Das Berufungsgericht führt auf S. 15 seines Urteils aus, dem Kläger hätte oblegen darzutun, dass und aus welchen Gründen im Einzelnen er entgegen der sachverständigen Feststellung des Gutachters die behaupteten Studienleistungen erbracht habe; seine stets nur pauschalen Hinweise auf erworbene Scheine, die die Teilnahme an Lehrveranstaltungen im Fach Biologie bestätigten, sowie auf die drei absolvierten Trimester in London und die dafür erbrachten Leistungen genügten nicht. Den weiteren Ausführungen des Berufungsurteils ist zu entnehmen, dass für die Entscheidung des Berufungsgerichts das Fehlen von Leistungsnachweisen und die Ansicht maßgeblich waren, dass die Bestätigung der Teilnahme an einer Vorlesung keinen Leistungsnachweis darstelle.
Das Beschwerdevorbringen lässt nicht erkennen, welche vom Kläger angebotenen Leistungsnachweise das Berufungsgericht übergangen haben könnte. Dass er seine Auffassung, seine Ausbildung sei dem Studium der Landschaftsplanung gleichwertig, dem Berufungsgericht nochmals in Gestalt einer tabellarischen Aufstellung unterbreitet hat, besagt nicht, dass darin Leistungsnachweise enthalten seien, die das Berufungsgericht unbeachtet gelassen haben könnte.
c)
Eine Verletzung des rechtlichen Gehörs kann nicht allein, wie vom Kläger vorgetragen, damit begründet werden, das Berufungsgericht sei nicht auf geltend gemachte Grundrechtsverletzungen eingegangen. Mit diesem Vorbringen wird kein Verfahrensmangel, sondern allenfalls ein Fehler in der Rechtsanwendung geltend gemacht, der als solcher nicht zur Zulassung der Revision führen kann.
d)
Der behauptete Verstoß gegen die Sachaufklärungspflicht gemäß § 86 Abs. 1 VwGO ist ebenfalls nicht ordnungsgemäß gerügt. Wird ein Aufklärungsmangel geltend gemacht, muss gemäß § 133 Abs. 3 Satz 3 VwGO substantiiert dargelegt werden, welche Beweise angetreten worden sind oder welche Ermittlungen sich dem Berufungsgericht hätten aufdrängen müssen, welche Beweismittel bzw. Aufklärungsmöglichkeiten in Betracht gekommen wären, welches Ergebnis die Beweisaufnahme bzw. weitere Aufklärung voraussichtlich gehabt hätte und inwiefern dieses Ergebnis zu einer dem Beschwerdeführer günstigeren Entscheidung hätte führen können.
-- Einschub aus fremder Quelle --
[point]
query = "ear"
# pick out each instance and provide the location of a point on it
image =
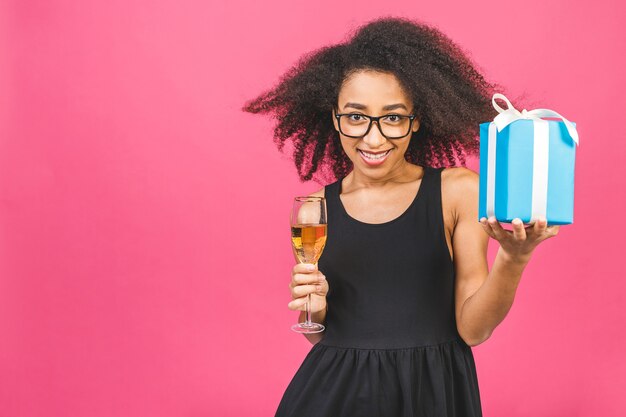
(416, 125)
(335, 120)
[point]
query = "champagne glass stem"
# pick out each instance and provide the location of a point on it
(307, 321)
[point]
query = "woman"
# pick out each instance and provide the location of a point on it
(403, 285)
Dabei ist zu berücksichtigen, dass ein Tatsachengericht seine Aufklärungspflicht grundsätzlich dann nicht verletzt, wenn es von einer Beweiserhebung absieht, die eine anwaltlich vertretene Partei nicht beantragt hat.
Der Kläger greift das Gutachten von Prof. Dr. O. in mehrfacher Hinsicht inhaltlich an. Er legt dabei seine Rechtsauffassung zugrunde (z.B. in Bezug auf die Berücksichtigung von Vorlesungen und unbenoteten Exkursionen) und stellt in tatsächlicher Hinsicht eigene Wertungen denen des Gutachters gegenüber. Diese Ausführungen nach Art einer Berufungsbegründung genügen nicht zur Darlegung des behaupteten Verfahrensmangels. Die Beschwerde legt insbesondere nicht dar, inwiefern sich dem Berufungsgericht von dessen materieller Rechtsauffassung aus eine weitere Beweiserhebung hätte aufdrängen müssen, zumal der anwaltlich vertretene Kläger in der mündlichen Verhandlung kein neues Gutachten beantragt hat.
4.
Die Kostenentscheidung beruht auf § 154 Abs. 2 VwGO. [...]
Streitwertbeschluss:
Der Wert des Streitgegenstandes wird für das Beschwerdeverfahren auf 20 000 DM festgesetzt.
[...] Die Streitwertfestsetzung folgt aus § 14 Abs. 1 Satz 1 und 3, § 13 Abs. 1 Satz 1 GKG.